Why the oxidation number of ( H ) is -1 in
1) N2H4
2) CaH2
while ( N ) is different from ( Ca ) ?
4 answers
Becasue H is in group one and it loose electron to become octet. so it has -1 one charge
But it is -1 when bonded with a non metal (N) , and it's also -1 when bonded with a metal ( Ca )
Here is a simplified set of oxidation state rules.

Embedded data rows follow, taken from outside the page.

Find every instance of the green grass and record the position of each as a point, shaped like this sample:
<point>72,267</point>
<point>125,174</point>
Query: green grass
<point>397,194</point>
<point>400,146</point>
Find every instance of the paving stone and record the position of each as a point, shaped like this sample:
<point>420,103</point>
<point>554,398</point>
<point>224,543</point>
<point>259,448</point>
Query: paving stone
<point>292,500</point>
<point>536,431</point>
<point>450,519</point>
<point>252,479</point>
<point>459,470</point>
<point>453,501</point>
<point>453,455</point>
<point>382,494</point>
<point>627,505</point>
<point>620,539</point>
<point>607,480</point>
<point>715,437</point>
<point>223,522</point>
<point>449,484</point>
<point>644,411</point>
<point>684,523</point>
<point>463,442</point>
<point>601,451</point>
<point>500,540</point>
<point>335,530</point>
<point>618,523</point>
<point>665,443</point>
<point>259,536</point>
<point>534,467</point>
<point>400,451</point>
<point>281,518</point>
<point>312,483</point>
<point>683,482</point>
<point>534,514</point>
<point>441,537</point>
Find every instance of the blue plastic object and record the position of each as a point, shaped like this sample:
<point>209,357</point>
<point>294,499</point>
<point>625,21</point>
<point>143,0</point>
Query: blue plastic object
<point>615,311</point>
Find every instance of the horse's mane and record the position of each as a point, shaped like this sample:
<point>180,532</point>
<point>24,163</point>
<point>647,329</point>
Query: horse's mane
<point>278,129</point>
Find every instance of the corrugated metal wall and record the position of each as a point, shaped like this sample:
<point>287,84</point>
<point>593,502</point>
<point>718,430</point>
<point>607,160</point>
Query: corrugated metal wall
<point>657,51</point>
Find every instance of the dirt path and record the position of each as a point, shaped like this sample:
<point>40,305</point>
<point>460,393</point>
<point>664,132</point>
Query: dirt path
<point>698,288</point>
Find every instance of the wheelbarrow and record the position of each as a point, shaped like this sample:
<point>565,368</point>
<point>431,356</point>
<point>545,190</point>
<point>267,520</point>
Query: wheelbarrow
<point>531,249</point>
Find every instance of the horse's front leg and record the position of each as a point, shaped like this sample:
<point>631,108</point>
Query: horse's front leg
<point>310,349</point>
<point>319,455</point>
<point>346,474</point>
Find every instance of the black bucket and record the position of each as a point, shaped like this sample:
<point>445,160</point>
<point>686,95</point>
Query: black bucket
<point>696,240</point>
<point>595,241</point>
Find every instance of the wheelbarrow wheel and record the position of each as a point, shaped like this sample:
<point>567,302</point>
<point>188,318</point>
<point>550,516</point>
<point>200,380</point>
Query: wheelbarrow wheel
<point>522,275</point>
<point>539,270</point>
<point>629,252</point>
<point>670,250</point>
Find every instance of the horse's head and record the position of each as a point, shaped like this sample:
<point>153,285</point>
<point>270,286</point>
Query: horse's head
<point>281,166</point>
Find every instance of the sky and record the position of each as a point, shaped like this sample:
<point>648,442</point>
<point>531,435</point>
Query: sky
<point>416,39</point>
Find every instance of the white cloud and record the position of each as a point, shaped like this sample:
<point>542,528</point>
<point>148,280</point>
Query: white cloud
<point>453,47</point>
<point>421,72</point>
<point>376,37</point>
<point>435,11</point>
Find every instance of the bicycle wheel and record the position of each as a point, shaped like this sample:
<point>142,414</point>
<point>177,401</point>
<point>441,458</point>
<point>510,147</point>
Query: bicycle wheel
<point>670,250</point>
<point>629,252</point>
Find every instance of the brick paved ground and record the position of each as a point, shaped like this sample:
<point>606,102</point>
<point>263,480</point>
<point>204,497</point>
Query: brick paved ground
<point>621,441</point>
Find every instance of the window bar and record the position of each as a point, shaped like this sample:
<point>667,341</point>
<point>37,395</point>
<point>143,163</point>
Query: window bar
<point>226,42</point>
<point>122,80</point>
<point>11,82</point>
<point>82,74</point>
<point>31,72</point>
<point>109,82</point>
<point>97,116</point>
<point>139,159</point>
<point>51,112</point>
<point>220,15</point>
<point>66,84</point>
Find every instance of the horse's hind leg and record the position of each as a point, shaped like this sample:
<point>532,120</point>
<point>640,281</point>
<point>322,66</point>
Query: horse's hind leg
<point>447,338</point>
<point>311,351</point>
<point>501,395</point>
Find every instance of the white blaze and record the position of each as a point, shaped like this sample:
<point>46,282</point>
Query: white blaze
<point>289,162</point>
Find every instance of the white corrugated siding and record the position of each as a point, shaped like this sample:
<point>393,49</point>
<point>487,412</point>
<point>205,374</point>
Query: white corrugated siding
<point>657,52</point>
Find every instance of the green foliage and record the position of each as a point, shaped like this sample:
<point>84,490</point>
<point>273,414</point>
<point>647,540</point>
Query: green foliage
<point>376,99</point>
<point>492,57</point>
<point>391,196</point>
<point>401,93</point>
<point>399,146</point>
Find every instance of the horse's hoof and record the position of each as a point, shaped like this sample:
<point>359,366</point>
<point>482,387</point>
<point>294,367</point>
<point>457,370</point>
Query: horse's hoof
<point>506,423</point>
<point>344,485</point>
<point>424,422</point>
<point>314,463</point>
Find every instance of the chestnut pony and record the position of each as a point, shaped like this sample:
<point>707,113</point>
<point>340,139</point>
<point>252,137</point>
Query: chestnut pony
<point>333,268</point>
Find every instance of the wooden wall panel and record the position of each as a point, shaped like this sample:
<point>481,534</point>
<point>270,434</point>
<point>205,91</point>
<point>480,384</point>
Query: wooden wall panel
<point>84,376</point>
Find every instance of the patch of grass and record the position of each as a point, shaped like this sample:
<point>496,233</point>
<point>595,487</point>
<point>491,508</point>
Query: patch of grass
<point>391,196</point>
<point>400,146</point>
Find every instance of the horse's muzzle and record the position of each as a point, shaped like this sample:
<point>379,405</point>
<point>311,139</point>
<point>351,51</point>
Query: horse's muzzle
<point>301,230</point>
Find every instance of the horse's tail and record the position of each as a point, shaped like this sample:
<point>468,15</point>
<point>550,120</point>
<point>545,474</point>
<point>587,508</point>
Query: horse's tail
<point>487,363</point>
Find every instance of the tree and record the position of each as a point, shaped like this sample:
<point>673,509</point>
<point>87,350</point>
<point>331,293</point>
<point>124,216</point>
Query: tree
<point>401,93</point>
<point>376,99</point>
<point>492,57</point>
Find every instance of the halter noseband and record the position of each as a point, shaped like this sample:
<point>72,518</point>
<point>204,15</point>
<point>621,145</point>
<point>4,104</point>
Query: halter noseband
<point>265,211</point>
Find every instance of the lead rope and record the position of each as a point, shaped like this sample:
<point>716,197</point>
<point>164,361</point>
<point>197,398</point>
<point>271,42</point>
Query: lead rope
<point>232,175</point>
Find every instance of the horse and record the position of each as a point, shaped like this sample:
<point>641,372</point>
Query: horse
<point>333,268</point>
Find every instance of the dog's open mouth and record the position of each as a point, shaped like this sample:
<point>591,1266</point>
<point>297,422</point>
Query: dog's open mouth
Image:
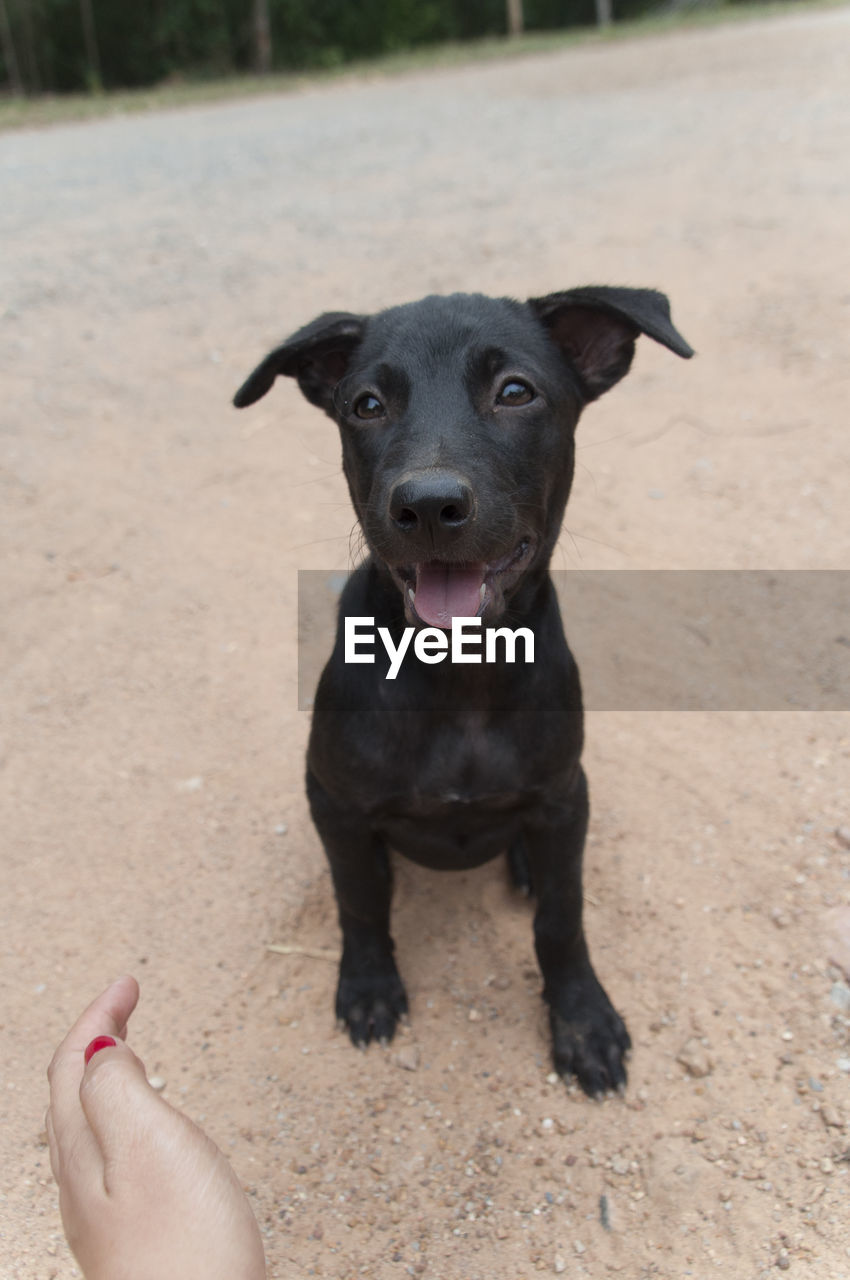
<point>438,592</point>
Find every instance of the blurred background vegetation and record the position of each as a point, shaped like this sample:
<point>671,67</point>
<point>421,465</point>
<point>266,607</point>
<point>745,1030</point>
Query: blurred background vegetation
<point>63,46</point>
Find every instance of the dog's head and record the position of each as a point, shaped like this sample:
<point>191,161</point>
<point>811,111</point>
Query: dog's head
<point>457,419</point>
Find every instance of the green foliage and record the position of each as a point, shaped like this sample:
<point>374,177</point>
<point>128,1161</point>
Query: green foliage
<point>142,42</point>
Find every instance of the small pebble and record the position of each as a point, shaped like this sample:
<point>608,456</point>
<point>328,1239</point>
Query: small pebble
<point>694,1059</point>
<point>840,996</point>
<point>407,1057</point>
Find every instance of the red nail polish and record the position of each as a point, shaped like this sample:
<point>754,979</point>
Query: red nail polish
<point>97,1043</point>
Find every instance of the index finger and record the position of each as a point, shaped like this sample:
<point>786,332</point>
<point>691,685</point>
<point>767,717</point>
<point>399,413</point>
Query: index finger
<point>108,1015</point>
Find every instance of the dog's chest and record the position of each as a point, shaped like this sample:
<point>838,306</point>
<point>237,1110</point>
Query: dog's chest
<point>461,766</point>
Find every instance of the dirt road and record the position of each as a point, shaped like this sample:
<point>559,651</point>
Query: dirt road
<point>151,748</point>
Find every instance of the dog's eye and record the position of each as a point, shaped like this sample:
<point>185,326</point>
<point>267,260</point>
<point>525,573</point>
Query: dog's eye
<point>515,392</point>
<point>369,406</point>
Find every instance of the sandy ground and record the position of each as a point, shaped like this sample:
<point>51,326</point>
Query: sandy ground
<point>151,799</point>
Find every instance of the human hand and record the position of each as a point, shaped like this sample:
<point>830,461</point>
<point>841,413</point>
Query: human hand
<point>144,1193</point>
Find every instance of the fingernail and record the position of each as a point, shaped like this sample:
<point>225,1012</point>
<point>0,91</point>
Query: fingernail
<point>97,1043</point>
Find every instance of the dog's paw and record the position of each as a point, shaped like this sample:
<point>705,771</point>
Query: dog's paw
<point>370,1006</point>
<point>589,1038</point>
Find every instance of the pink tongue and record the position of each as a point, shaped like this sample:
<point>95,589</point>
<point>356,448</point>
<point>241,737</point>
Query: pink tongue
<point>446,592</point>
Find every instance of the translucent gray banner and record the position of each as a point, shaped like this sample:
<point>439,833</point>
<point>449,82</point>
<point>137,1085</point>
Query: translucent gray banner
<point>670,639</point>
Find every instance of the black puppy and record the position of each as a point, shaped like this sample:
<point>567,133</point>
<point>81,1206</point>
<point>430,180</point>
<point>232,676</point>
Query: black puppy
<point>457,419</point>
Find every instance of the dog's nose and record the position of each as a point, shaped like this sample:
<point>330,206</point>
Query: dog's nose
<point>433,502</point>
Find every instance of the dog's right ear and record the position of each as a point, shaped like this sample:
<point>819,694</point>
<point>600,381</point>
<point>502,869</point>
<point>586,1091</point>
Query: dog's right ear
<point>318,356</point>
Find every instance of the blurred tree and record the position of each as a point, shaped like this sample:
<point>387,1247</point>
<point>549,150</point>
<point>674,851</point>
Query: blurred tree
<point>9,55</point>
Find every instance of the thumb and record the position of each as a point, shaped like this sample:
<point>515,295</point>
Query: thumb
<point>115,1097</point>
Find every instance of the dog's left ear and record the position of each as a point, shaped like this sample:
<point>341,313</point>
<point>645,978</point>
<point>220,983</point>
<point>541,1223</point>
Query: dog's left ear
<point>316,355</point>
<point>597,327</point>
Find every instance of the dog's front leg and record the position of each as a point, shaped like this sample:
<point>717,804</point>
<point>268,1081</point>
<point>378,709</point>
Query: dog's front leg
<point>589,1038</point>
<point>370,996</point>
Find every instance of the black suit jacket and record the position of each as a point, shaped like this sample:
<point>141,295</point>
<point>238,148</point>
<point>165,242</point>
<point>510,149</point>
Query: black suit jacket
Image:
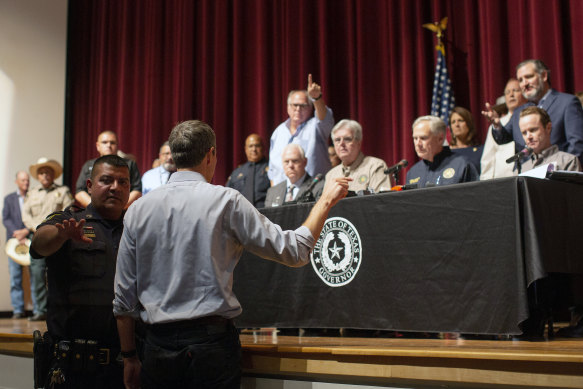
<point>276,194</point>
<point>11,217</point>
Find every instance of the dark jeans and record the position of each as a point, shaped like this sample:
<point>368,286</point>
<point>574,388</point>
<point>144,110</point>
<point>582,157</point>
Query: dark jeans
<point>191,355</point>
<point>38,285</point>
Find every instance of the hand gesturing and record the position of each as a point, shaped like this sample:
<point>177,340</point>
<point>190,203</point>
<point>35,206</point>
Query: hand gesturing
<point>71,229</point>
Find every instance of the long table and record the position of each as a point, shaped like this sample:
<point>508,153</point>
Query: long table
<point>457,258</point>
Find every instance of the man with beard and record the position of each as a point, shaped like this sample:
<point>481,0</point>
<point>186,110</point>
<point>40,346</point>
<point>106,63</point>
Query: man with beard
<point>564,110</point>
<point>40,201</point>
<point>158,176</point>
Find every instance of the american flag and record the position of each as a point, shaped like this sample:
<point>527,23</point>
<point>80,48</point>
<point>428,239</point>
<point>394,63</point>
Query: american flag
<point>443,101</point>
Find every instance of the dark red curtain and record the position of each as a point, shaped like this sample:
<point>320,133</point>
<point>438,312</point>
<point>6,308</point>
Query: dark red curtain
<point>139,67</point>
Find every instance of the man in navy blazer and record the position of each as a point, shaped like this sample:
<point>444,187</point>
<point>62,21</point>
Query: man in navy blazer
<point>564,109</point>
<point>12,220</point>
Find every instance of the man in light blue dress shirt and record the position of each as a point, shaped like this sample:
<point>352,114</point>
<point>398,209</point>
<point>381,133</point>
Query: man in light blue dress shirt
<point>158,176</point>
<point>309,131</point>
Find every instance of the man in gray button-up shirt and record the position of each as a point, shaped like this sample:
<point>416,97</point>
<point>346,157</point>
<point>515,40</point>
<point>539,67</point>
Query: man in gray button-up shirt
<point>178,279</point>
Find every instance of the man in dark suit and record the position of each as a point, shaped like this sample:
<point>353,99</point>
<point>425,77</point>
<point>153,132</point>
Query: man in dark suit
<point>297,180</point>
<point>12,220</point>
<point>564,110</point>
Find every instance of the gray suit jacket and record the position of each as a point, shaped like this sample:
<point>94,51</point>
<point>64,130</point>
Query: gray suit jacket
<point>276,194</point>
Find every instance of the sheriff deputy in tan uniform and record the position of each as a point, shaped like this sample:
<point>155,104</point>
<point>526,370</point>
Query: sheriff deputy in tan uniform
<point>367,173</point>
<point>41,201</point>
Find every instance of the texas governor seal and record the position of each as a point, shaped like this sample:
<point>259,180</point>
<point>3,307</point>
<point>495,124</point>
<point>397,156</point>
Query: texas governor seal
<point>337,255</point>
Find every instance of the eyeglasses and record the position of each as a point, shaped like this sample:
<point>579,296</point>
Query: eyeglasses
<point>346,139</point>
<point>300,106</point>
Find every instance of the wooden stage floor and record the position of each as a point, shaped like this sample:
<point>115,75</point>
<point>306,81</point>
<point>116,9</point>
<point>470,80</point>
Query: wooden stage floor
<point>398,362</point>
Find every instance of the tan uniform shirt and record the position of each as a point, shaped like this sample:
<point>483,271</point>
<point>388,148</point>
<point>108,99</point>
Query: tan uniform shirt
<point>40,202</point>
<point>366,172</point>
<point>562,160</point>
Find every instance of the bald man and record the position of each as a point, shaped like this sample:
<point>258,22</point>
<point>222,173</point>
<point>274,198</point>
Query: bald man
<point>107,144</point>
<point>251,178</point>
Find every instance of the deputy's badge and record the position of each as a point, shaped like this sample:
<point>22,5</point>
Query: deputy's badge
<point>448,173</point>
<point>88,232</point>
<point>337,255</point>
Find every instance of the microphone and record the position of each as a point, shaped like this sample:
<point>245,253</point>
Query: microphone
<point>308,195</point>
<point>526,152</point>
<point>395,168</point>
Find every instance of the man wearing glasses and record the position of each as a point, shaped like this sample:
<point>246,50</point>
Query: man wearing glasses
<point>367,173</point>
<point>305,126</point>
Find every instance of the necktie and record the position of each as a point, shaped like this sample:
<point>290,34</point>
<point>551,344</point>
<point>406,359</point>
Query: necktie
<point>289,196</point>
<point>346,171</point>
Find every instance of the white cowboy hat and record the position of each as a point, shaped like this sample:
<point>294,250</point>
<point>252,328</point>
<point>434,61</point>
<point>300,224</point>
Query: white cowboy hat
<point>18,251</point>
<point>57,168</point>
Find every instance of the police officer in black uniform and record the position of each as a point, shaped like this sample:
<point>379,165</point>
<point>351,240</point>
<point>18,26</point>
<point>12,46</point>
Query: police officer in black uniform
<point>251,178</point>
<point>81,246</point>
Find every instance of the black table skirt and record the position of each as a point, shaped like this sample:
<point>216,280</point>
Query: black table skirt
<point>446,259</point>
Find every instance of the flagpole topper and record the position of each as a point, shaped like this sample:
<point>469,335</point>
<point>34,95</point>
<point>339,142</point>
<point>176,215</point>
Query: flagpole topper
<point>438,28</point>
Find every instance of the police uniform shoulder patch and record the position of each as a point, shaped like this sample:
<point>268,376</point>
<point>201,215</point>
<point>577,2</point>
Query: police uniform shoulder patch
<point>448,173</point>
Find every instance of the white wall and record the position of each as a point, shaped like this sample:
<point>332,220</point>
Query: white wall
<point>33,43</point>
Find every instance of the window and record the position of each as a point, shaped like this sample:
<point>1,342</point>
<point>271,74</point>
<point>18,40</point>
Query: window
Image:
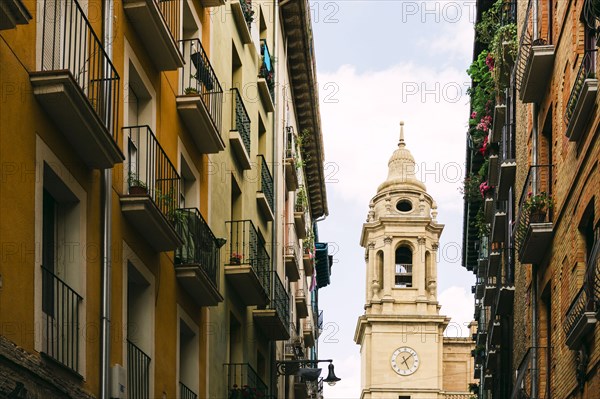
<point>403,277</point>
<point>188,357</point>
<point>61,271</point>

http://www.chemteam.info/Redox/Redox-Rules.html
You must understand that oxidation rules are arbitrary rules mostly for bookkeeping. When H is with a metal, such as CaH2, I always give it an oxidation state of -1 because it's obvious this is a hydride. In N2H4, technically we may call this a hydride,too, but I always give H a +1 in anything other than a metal hydride. So I would give H in N2H4 a +1 each which makes N = -2 each. You will find in balancing redox equations that it simplifies the problem if H can be given +1 each and O a -2 each. So in NH3 I would call N -3, etc.
http://www.chemteam.info/Redox/Redox-Rules.html
You must understand that oxidation rules are arbitrary rules mostly for bookkeeping. When H is with a metal, such as CaH2, I always give it an oxidation state of -1 because it's obvious this is a hydride. In N2H4, technically we may call this a hydride,too, but I always give H a +1 in anything other than a metal hydride. So I would give H in N2H4 a +1 each which makes N = -2 each. You will find in balancing redox equations that it simplifies the problem if H can be given +1 each and O a -2 each. So in NH3 I would call N -3, etc.
But there are other sources that gave -1 to H in N2H4 abd +2 to N !